Pulp Fiction: The Truth about Dental Disease

Matt Young's picture
probing a dental pocket

Say you come in for your bi-annual dental examination, and we pick up dental disease.
The invariable response is couldn’t we just brush?  Should I give more bones? And does my pet really need a dental? 
In short, no, no and yes.

All the best home care in the world (see Cliff Notes: The Whole Tooth) can’t cure dental disease. To understand why, it’s really important to understand how bacteria undermine teeth, and the difference between plaque and dental disease.

Plaque

Plaque is a thin, slimy film of bacteria that coats teeth, happily living on scraps that slosh around the mouth.  Brushing, friction, chewing and diet can wipe them away, and slow the damage they do by controlling the bacterial numbers.

Dental disease is destruction the plaque bacteria cause to the mouth.  They eat away at the base of teeth, making them loose, killing the living pulp and making them painful centres of infection in your dog or cat’s mouth.  They cause reddening, soreness, bleeding and inflammation of the gums, both by themselves and with their by-products. 

Calculus

When the minerals in the saliva mingle with the plaque bacteria, they form solid, rock-like deposits on the teeth, called calculus. The teeth become rough, and without their smooth veneer, are even more hospitable to bacteria, which would be sloughed of a healthy, glossy enamel.

Once bacteria get under the gum line and go to town on the tooth root, they are lost to home dental care forever.  A toothbrush, even with the best, and most assiduous technique, is only going to reach a maximum of 3-5mm under the gum.  The tooth root extends centimeters.

Brushing will remove plaque but it can't remove Calculus.

What happens during a dental?

A dental, or ‘veterinary periodontal therapy’, if you want to get technical (and pretentious) about it is the only way to reverse dental disease.

Crystalised calculus can only be removed with an ultrasonic scaler, just like your own dentist would use.  As long as it remains in the mouth, it will kick tooth decay into hyperdrive.

During a dental we:

  • probe the teeth for hidden disease
  • scale away the calculus
  • polish up the viable ones to make them more plaque resistant
  • and carefully loosen and remove teeth that cannot be salvaged, and had been causing a constant pain and infection.

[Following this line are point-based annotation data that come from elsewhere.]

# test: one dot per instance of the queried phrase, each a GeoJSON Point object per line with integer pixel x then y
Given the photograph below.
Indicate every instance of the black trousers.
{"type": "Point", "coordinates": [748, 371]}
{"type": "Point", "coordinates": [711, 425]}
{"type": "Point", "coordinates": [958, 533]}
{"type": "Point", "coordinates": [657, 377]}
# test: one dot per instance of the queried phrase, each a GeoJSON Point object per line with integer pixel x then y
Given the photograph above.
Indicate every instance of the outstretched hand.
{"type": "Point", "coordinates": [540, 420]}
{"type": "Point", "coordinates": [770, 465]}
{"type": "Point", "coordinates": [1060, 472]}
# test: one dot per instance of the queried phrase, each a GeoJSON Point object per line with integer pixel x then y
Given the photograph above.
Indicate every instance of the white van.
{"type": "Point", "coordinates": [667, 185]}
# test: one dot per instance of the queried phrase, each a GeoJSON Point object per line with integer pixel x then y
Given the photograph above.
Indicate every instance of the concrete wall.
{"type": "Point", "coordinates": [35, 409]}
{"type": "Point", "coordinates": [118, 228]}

Once a tooth is dead, bacteria has killed the pulp, or periodontal disease has eaten away the bony socket to make it lose and it becomes painful. 

All the brushing in the world is not going to cure a toothache.

A dead tooth is a constant source of pain, and it’s no more acceptable to ignore than a limp, a sore eye or a torturous skin condition.  It’s my job to relieve pain, whether it’s immediately obvious or not, and I think that’s something every owner wants for the special fluffy person in their life, too.